2a) I’m baffled about what physical structure(s) is needed to enable or allow dualist life forms, especially ones without brains. Bacteria have sensors and can react to things and changes in the environment, but there is no brain. What kind of consciousness is there in life forms without brains? How can we know it is consciousness and not signaling the environment through means that are sometimes reasonably well known and understood? Humans maintain homeostasis in novel environments by mechanisms that I think are reasonably explained by physical biological phenomena. Is that not true?
3) How do we know that our consciousness is highly tuned, and if so, tuned by what, evolution, WIMPs or both? Why would we expect the WIMP interface to have been tuned evolutionarily. That seems to imply some form of two-way communication or interaction. Does that mean that life in Earth shapes and/or influences WIMP sources?

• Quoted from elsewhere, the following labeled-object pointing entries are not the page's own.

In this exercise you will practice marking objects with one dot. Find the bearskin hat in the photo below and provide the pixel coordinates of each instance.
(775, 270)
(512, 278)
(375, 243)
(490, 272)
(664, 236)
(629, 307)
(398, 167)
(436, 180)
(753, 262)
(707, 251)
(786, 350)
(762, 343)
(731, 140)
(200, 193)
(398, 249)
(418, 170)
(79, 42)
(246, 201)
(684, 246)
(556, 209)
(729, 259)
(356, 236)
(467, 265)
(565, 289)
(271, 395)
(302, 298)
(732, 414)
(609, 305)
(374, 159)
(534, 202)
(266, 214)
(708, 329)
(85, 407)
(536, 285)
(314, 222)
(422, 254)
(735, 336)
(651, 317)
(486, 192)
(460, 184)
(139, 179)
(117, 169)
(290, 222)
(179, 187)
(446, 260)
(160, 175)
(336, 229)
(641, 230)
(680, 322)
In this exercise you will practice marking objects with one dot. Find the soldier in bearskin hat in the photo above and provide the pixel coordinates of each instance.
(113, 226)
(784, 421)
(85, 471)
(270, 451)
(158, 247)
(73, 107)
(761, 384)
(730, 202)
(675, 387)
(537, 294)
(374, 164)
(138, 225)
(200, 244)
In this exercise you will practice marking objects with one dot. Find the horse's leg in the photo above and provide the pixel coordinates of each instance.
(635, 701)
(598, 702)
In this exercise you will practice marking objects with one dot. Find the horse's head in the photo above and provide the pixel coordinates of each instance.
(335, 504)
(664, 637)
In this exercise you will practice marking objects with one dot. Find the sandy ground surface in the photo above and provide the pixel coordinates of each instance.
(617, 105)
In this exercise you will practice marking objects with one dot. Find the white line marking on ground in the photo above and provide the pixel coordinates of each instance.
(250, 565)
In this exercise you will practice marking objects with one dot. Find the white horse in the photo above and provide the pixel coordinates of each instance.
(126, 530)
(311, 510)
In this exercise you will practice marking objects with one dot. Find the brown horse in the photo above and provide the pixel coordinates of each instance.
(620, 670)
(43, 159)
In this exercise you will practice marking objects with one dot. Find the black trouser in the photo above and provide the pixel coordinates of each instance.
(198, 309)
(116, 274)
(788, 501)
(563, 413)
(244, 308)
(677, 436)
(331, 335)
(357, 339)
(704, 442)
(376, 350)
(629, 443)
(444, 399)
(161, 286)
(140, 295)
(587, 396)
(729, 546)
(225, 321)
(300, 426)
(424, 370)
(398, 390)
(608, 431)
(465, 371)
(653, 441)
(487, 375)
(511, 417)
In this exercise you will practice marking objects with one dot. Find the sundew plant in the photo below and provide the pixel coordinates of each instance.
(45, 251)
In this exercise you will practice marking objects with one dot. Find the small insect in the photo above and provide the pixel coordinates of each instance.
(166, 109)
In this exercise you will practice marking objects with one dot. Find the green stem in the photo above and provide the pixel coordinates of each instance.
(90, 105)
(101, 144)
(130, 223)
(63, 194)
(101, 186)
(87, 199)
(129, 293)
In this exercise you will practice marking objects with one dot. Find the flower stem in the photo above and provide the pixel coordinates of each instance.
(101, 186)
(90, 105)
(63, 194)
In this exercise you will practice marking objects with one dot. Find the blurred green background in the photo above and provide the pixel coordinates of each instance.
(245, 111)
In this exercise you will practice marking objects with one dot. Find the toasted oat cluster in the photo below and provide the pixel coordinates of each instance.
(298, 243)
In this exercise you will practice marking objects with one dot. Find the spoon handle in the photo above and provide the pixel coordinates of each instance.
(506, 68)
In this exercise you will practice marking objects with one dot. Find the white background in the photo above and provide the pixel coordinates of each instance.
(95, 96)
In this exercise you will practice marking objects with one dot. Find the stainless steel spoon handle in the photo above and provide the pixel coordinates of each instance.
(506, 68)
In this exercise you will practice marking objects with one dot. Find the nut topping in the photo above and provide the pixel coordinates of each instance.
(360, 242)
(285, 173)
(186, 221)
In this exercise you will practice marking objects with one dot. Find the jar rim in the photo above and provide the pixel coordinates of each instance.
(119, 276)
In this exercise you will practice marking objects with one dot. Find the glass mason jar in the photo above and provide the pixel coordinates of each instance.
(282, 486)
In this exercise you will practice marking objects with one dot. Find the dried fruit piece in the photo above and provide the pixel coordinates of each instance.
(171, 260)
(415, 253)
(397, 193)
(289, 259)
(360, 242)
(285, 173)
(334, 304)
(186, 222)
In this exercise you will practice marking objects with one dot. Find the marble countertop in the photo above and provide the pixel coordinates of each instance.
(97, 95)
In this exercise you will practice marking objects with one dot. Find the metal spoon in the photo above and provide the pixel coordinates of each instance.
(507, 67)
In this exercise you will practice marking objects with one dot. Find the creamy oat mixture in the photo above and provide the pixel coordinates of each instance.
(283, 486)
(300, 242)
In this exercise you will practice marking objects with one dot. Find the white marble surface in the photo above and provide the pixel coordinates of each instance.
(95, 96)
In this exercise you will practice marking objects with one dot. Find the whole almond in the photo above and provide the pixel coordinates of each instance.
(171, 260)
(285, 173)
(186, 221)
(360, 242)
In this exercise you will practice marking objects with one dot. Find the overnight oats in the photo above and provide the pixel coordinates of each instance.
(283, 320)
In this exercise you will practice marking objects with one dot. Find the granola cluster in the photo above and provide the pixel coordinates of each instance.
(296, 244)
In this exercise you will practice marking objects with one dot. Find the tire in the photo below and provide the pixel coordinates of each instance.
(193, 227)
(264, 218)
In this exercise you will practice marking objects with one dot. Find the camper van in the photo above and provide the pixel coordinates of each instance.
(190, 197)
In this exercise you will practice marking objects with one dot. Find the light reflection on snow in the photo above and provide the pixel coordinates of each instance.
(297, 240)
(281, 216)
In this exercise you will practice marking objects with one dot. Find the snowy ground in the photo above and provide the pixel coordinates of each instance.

3a1, 3a2) I can see the leveraging argument is necessary to go from a weak influence to beliefs and behaviors. But is there evidence that WIMP interactions (i) are possible outside of brains and life, or (ii) why they are necessarily rare. By definition weak interactions are hard to detect, so that makes sense.
3a3) Assuming that brains are tuned to detectably respond to WIMP interactions then brains-minds can be studied. From the little I think I know, channeling and mysticism are not well understood. Some researchers consider channeling might be a form of mental disorder or unusual mental process. But there is uncertainty. My searches turned up very few peer reviewed papers in mainstream science journals. Apparently, the human brain-mind can create perceptions of things that do not correspond to physical reality, e.g., hallucinations. Or are those things manifestations of WIMP interactions? There seems to be a heck of a lot of uncertainty and conclusions are usually posited tentatively, with calls for more research, e.g., this:
Voice parameters were different between channeling and no-channeling states using rigorous controlled methods, but other physiology measure collected were not. Considering the subjective and phenomenological differences observed, future studies should include other measures such as EEG connectivity analyses, fMRI and biomarkers.3a4) I’m unsure what instruments could be developed to detect and characterize WIMP interactions. How can alleged signals that human technology can detect determine if what is detected arose from the physical world or a non-physical source? It makes sense that detection instruments would need to respond to very low triggering energy because WIMPs are weakly interacting, but nonetheless the machine detects a signal from the physical world. Right? So, how can a radio tuned to a white noise frequency distinguish a WIMP signal from a physical signal? Aren’t radio waves physical universe things, not immaterial universe things? Do WIMPs elicit static radio waves from brains? I’m missing something here.
4) The lack of direct knowledge of the mental realm (WIMP? a soul or spirit?) is what my 3a4 comments are about. There is a fundamental disconnect between physical-material universe detection instruments that humans can build and the non-physical-immaterial signals they are trying to detect. Unless I misunderstand, humans and their technology are trapped in our physical universe. How can WIMP theory and research be patched to address this problem? I’m stuck at the point of the boundary of the two worlds. I don't know how or if anyone can cross it.
That’s all I’ve got. Mainstream science seems to still not accept the concept of WIMPs (souls, spirits or whatever), but at least the label feels to me to be both (i) easy and comfortable to use, and (ii) helpful in understanding the nature of the problem. But that’s just me. Maybe for most people, WIMP is little or no better or worse than DSD.
This reminds me of an argument about the power of clarifying disputed matters.
Acknowledgement: Thanks to dcleve for taking the time to explain the situation with DSD or WIMPs.